We have no need of Jesus, if we are not poor, captive, blind or
fettered. (18) When Jesus fulfills this scripture, preaches it to
all within hearing – then it is for us as well. For Christians,
Nehemiah’s word is fulfilled in Christ as well. Jesus is prepared to
lead where we can follow, but what wilderness – what Egypt do we
need to be led out of?
Nehemiah covers it with one word. "Do not be grieved...." (8:10)

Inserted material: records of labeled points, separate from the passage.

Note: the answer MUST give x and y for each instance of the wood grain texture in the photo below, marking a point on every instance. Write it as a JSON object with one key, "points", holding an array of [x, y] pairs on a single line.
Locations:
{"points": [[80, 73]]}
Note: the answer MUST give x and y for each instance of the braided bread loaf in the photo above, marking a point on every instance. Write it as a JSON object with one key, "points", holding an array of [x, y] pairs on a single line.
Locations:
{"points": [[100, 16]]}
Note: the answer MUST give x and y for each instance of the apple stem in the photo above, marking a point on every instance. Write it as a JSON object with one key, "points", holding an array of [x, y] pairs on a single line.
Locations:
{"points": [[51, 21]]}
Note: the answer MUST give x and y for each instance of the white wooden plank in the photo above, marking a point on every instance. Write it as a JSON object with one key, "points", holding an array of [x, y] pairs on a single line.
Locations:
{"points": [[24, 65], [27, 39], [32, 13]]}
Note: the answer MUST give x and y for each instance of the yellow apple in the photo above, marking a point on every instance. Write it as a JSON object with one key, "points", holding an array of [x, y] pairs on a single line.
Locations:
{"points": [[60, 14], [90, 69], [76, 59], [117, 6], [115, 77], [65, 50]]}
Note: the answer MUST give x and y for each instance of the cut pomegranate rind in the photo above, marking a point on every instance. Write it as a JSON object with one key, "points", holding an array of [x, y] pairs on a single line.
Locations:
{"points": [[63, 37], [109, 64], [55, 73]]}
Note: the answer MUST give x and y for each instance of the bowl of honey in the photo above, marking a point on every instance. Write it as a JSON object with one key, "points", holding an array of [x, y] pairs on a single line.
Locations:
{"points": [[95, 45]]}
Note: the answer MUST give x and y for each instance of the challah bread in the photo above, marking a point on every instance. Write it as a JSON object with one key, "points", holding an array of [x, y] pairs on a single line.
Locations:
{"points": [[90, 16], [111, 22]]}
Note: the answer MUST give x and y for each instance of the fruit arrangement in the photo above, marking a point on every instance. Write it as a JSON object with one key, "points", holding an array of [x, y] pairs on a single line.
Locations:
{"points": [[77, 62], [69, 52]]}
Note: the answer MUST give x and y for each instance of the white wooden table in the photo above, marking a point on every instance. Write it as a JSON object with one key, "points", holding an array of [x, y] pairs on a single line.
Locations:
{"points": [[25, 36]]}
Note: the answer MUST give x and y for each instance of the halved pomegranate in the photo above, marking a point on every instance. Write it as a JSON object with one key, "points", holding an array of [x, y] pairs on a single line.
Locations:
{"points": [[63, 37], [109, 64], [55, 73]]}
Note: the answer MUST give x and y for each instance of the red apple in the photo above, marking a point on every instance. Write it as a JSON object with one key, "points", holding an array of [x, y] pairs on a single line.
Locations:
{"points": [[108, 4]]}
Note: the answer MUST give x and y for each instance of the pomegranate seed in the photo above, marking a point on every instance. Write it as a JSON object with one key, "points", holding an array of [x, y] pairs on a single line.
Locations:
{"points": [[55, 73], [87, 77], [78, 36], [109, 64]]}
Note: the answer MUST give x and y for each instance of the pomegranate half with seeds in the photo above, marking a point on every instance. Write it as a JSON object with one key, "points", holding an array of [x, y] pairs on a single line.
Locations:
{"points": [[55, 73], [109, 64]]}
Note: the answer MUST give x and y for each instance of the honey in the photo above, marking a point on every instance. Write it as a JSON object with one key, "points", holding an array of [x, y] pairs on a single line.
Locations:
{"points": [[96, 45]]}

Nehemiah faces Jesus’ poverty, enslavement, lack of sight and
liberty with one word. Ezra sums up the problems that Jesus
addresses with the word - grief. This is a word we are use to as
well. We grieve our losses – say when we lose our health, or through
divorce lose a marriage, or in death when there is loss of life. We
grieve. Grief is nothing new to our day and age. It has its place.
For Luke, grief belongs to the poor who have no visible means of
support. They are dead. The jailed cannot move about and the blind
cannot see. The people Jesus has good news for are as good as dead.
They haven’t got the spirit of life in Jesus’ Israel.
But there is a joy, a fulfillment in the midst of all life’s
sorrow that is ‘the strength of the Lord’. (8:10) This isn’t to say
that we hide our heads in the ground when troubles surround us.
Neither do we sentimentalize poverty, prison, ill health or the
anarchy surrounding the Nazarenes. It is not fair to simply dismiss
Roman and Galilean circumstances as worse than our lives in the
United States.
Grief abounds here, as well, from teenager’s street racing, to a
mother’s unwarranted drowning and children’s untimely deaths, to
overflowing prisons and international governments that don’t care a
fig for their people. These are worth our grief. We can share with
individuals, families and nations their sorrow because there is good
news.
In the midst of all the poverty -- Jesus comes to bring us the
strength of God. God knows grief. God is with us in the midst of
grief. God gives a delight beyond ourselves. God leads our way in
the Ezra’s of scripture completed in Jesus of Nazareth.
God’s prophet-leader is the One, filled with the power of the
Spirit – the One whose "strength is the joy of the Lord." (8:10) the
One who leads us out of the ‘bondage’ of grief.